SpaceX was founded 20 years ago today on March 14th, 2002 by Elon Musk
Happy Pi Day 2022! Do you know that today is also the day SpaceX was founded? SpaceX was founded 20 years ago today on March 14th, 2002 by Elon Musk with the goal of reducing space transportation costs to enable the colonization of Mars and make humanity a space-faring civilization.
In 2002, SpaceX was just a tiny space startup with a few employees. By November 2005, SpaceX had 160 employees. Fast forward 20 years later, the company has about 10,000 employees and has revolutionized the entire space industry.
As part of its mission to reduce the cost of space travel, SpaceX embarked on a journey of making reusable rockets a reality. On June June 4, 2010, the inaugural launch of a Falcon 9 rocket took place after five launches of a previous vehicle called the Falcon 1.
Then about four years later, on April 18, 2014, SpaceX launched a Falcon 9 rocket for a third resupply mission to the ISS, this time with landing legs, and becomes “the first to successfully perform a controlled ocean splashdown,” according to the MIT Technology Review.
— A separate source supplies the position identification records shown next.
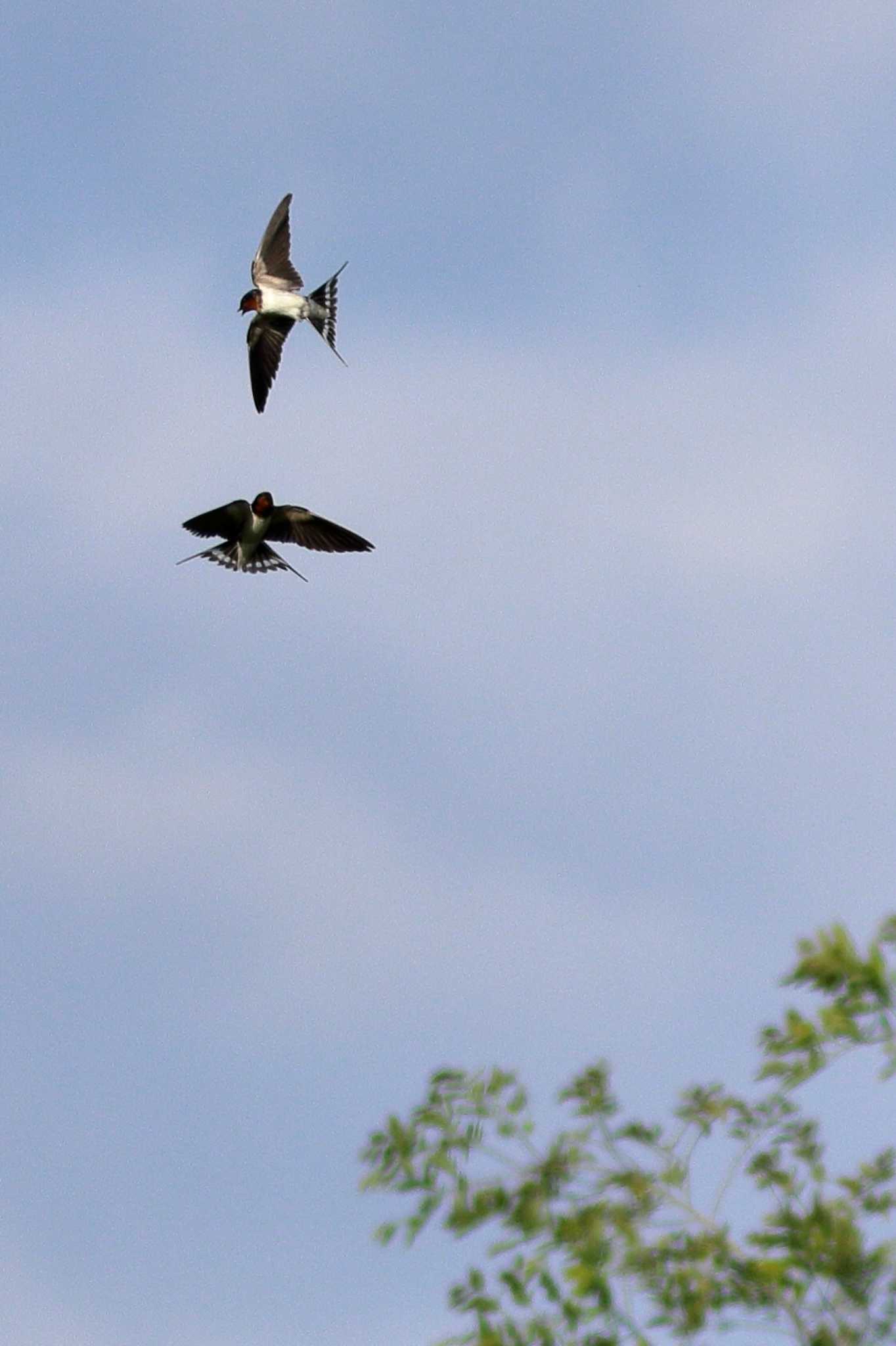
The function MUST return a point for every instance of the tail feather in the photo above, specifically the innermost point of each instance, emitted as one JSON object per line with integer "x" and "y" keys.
{"x": 325, "y": 299}
{"x": 228, "y": 553}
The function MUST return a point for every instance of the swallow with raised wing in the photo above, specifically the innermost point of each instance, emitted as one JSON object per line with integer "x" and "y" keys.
{"x": 277, "y": 304}
{"x": 248, "y": 528}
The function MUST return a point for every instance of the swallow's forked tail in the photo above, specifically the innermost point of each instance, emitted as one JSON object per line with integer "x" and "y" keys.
{"x": 228, "y": 553}
{"x": 325, "y": 298}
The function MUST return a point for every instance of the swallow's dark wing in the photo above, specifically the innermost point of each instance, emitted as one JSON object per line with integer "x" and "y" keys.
{"x": 271, "y": 266}
{"x": 265, "y": 337}
{"x": 292, "y": 524}
{"x": 228, "y": 521}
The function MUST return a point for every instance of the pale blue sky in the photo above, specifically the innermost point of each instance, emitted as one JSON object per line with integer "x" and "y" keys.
{"x": 560, "y": 770}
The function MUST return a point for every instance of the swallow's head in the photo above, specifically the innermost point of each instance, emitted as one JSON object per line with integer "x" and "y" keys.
{"x": 263, "y": 503}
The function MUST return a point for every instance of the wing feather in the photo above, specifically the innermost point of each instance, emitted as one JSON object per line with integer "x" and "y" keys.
{"x": 265, "y": 337}
{"x": 294, "y": 524}
{"x": 227, "y": 521}
{"x": 271, "y": 266}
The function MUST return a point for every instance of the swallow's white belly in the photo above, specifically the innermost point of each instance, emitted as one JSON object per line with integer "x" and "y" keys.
{"x": 284, "y": 302}
{"x": 252, "y": 535}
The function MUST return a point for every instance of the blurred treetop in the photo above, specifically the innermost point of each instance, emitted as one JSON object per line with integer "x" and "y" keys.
{"x": 598, "y": 1238}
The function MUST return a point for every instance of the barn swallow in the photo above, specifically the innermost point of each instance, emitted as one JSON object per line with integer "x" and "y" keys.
{"x": 277, "y": 304}
{"x": 245, "y": 529}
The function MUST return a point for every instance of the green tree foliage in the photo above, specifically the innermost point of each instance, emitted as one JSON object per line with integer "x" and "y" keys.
{"x": 599, "y": 1239}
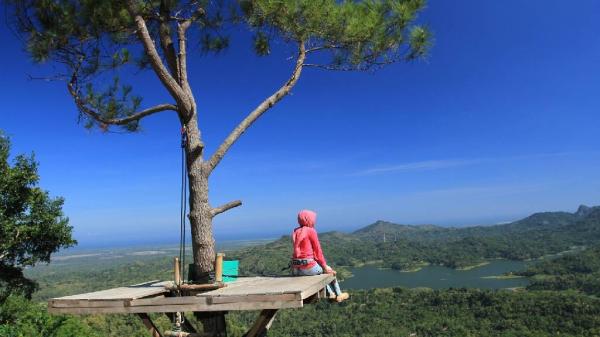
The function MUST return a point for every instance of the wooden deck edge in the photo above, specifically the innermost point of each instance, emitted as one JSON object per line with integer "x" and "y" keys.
{"x": 177, "y": 308}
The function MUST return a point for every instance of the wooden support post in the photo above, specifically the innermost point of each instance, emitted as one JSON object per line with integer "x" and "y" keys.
{"x": 262, "y": 324}
{"x": 176, "y": 270}
{"x": 149, "y": 325}
{"x": 219, "y": 267}
{"x": 186, "y": 324}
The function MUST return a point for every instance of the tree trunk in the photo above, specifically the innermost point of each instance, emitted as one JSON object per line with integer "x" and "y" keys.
{"x": 200, "y": 215}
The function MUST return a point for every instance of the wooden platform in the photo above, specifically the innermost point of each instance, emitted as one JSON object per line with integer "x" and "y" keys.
{"x": 247, "y": 293}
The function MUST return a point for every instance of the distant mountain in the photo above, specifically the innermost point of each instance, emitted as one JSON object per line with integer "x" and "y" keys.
{"x": 536, "y": 221}
{"x": 408, "y": 246}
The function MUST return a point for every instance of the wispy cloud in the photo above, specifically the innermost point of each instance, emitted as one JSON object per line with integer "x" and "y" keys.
{"x": 421, "y": 166}
{"x": 452, "y": 163}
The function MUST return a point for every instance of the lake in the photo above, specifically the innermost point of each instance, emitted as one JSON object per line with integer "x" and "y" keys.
{"x": 437, "y": 277}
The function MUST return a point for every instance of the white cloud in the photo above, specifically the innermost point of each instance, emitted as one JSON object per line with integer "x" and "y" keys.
{"x": 421, "y": 166}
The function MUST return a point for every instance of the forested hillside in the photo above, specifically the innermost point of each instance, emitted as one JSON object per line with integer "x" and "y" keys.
{"x": 563, "y": 308}
{"x": 579, "y": 271}
{"x": 407, "y": 247}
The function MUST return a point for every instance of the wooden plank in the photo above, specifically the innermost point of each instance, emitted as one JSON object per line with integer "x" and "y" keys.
{"x": 149, "y": 325}
{"x": 315, "y": 287}
{"x": 255, "y": 293}
{"x": 262, "y": 323}
{"x": 179, "y": 308}
{"x": 121, "y": 293}
{"x": 253, "y": 298}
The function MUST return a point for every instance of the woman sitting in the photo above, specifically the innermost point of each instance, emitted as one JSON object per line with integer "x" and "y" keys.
{"x": 308, "y": 257}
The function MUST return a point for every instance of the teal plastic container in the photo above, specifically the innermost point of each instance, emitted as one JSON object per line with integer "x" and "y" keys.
{"x": 230, "y": 270}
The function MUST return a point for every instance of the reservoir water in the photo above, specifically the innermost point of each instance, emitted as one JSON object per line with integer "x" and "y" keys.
{"x": 437, "y": 277}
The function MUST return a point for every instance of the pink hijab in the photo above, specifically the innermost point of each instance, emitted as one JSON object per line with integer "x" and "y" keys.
{"x": 306, "y": 218}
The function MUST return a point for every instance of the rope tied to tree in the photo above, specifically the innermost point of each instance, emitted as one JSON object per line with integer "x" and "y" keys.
{"x": 183, "y": 204}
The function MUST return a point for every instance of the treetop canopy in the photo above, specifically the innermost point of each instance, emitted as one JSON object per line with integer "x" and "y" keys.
{"x": 91, "y": 37}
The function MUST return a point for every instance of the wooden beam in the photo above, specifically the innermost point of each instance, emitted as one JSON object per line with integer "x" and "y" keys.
{"x": 178, "y": 307}
{"x": 262, "y": 324}
{"x": 149, "y": 325}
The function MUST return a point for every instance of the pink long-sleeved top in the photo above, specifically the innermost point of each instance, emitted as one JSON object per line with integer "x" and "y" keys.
{"x": 307, "y": 246}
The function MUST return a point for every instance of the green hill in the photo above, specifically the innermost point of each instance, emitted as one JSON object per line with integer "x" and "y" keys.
{"x": 408, "y": 246}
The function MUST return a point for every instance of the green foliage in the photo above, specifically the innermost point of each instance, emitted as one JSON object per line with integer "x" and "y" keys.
{"x": 357, "y": 34}
{"x": 453, "y": 312}
{"x": 578, "y": 271}
{"x": 21, "y": 318}
{"x": 95, "y": 40}
{"x": 32, "y": 225}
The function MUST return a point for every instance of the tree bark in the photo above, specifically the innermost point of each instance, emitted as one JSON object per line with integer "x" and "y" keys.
{"x": 201, "y": 215}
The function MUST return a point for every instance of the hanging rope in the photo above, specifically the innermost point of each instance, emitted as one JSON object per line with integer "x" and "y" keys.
{"x": 183, "y": 205}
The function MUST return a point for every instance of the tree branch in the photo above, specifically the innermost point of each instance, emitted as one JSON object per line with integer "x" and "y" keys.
{"x": 82, "y": 105}
{"x": 166, "y": 42}
{"x": 226, "y": 207}
{"x": 159, "y": 68}
{"x": 259, "y": 110}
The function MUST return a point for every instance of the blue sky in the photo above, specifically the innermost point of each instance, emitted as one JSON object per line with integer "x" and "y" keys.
{"x": 500, "y": 121}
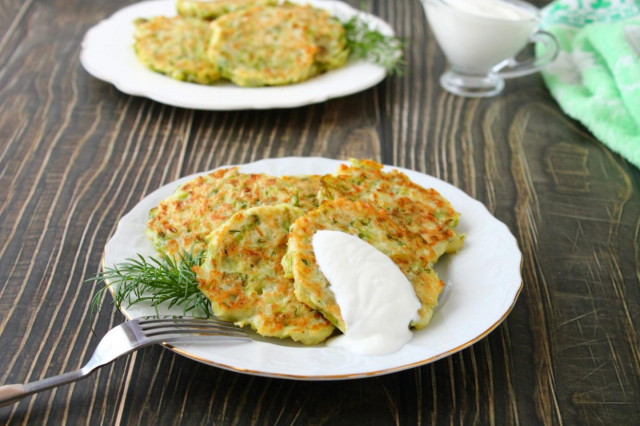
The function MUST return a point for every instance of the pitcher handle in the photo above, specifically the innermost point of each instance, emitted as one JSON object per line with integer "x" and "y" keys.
{"x": 511, "y": 68}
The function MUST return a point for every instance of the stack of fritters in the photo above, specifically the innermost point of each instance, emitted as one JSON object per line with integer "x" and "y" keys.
{"x": 250, "y": 42}
{"x": 256, "y": 231}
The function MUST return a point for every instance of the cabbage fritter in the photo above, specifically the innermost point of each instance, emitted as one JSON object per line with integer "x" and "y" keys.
{"x": 215, "y": 8}
{"x": 242, "y": 276}
{"x": 276, "y": 45}
{"x": 176, "y": 47}
{"x": 423, "y": 211}
{"x": 182, "y": 221}
{"x": 405, "y": 248}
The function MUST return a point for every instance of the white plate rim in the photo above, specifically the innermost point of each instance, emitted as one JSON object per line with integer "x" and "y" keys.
{"x": 280, "y": 166}
{"x": 107, "y": 54}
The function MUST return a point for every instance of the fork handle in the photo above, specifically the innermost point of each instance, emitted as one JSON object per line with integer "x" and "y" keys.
{"x": 13, "y": 393}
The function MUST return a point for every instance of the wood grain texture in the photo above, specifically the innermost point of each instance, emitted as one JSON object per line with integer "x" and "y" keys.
{"x": 76, "y": 154}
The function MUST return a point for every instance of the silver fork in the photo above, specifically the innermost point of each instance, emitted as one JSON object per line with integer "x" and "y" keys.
{"x": 125, "y": 338}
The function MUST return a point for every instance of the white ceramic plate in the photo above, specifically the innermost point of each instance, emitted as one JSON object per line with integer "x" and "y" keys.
{"x": 484, "y": 279}
{"x": 107, "y": 53}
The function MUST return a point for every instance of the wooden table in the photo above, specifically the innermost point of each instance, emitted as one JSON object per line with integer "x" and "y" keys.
{"x": 76, "y": 154}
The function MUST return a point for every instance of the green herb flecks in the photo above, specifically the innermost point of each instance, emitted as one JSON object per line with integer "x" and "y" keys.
{"x": 147, "y": 279}
{"x": 365, "y": 42}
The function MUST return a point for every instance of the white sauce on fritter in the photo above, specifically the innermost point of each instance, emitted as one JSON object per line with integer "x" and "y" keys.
{"x": 376, "y": 300}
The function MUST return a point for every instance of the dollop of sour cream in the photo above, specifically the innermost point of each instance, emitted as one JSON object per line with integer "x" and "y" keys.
{"x": 376, "y": 300}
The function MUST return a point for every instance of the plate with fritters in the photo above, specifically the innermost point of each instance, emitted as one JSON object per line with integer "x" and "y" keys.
{"x": 483, "y": 277}
{"x": 107, "y": 53}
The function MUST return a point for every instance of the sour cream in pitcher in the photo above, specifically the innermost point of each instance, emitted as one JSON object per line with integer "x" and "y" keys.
{"x": 376, "y": 300}
{"x": 477, "y": 35}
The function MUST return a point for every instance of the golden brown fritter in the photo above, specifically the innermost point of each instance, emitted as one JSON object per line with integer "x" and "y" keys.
{"x": 176, "y": 47}
{"x": 276, "y": 45}
{"x": 215, "y": 8}
{"x": 182, "y": 221}
{"x": 242, "y": 276}
{"x": 423, "y": 211}
{"x": 373, "y": 225}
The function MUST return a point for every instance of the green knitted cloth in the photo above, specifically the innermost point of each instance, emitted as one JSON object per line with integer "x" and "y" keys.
{"x": 596, "y": 76}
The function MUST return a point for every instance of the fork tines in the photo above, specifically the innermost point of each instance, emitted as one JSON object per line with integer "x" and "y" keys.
{"x": 176, "y": 327}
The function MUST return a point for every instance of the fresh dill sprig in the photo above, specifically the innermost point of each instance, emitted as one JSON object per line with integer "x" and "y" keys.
{"x": 147, "y": 279}
{"x": 365, "y": 42}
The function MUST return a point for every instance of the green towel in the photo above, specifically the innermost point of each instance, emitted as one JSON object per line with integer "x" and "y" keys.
{"x": 596, "y": 76}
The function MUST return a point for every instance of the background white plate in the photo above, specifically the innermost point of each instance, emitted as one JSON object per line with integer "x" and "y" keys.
{"x": 107, "y": 53}
{"x": 484, "y": 278}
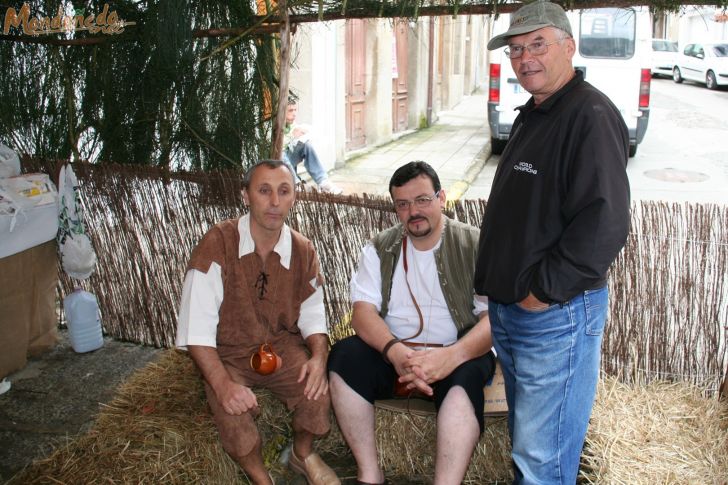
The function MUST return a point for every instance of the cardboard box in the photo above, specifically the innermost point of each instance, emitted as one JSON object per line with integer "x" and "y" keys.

On January 10, 2015, SpaceX made the first attempt to achieve the vertical landing of a Falcon 9 rocket onto a solid surface, in this case, an “autonomous spaceport drone ship” floating in the ocean near the Cape Canaveral launch site, but the launched ended in a crash. But the crash didn’t stop Musk from pressing forward.
In a tweet, Musk said: “Rocket made it to drone spaceport ship, but landed hard. Close, but no cigar this time. Bodes well for the future tho.”
Rocket made it to drone spaceport ship, but landed hard. Close, but no cigar this time. Bodes well for the future tho.
— Elon Musk (@elonmusk) January 10, 2015
But while SpaceX was still trying to achieve a perfect vertical landing, on November 23, 2015: Blue Origin, the private space company founded by Amazon’s Jeff Bezos, successfully launched and landed its New Shepard rocket, making it the first space company to achieve the vertical landing of a rocket—intact and potentially reusable—after sending it into outer space. Bezos told Good Morning America, “You’ve seen a lot of rockets lift off, but you’ve never seen one land.”
Finally, on December 21, 2015, SpaceX successfully landed its Falcon 9 rocket upright for the first time. In a tweet, Musk said: “11 satellites deployed to target orbit and Falcon has landed back at Cape Canaveral Welcome back, baby!”
Later in March 2017, SpaceX launched a returned Falcon 9 for the SES-10 satellite. This was the first time a re-launch of a payload-carrying orbital rocket went back to space. The first stage was recovered again, also making it the first landing of a reused orbital class rocket.
Then on May 30, 2020, SpaceX made history after the company successfully carried two NASA astronauts into space from American soil after nearly a decade, making Space X the first commercial company to take humans into space.
To date, SpaceX’s achievements include the first privately funded liquid-propellant rocket to reach orbit (Falcon 1 in 2008), the first private company to successfully launch, orbit, and recover a spacecraft (Dragon in 2010), the first private company to send a spacecraft to the International Space Station (Dragon in 2012), the first propulsive landing for an orbital rocket (Falcon 9 in 2015), the first reuse of an orbital rocket (Falcon 9 in 2017), the first private company to launch an object into orbit around the Sun (Falcon Heavy’s payload of a Tesla Roadster in 2018), and the first private company to send astronauts to the International Space Station (Dragon 2 in 2020).
SpaceX’s Crew Dragon capsule delivered NASA astronauts Bob Behnken and Doug Hurley to the International Space Station in May, marking the first U.S. space capsule to do so with a crew since 2011.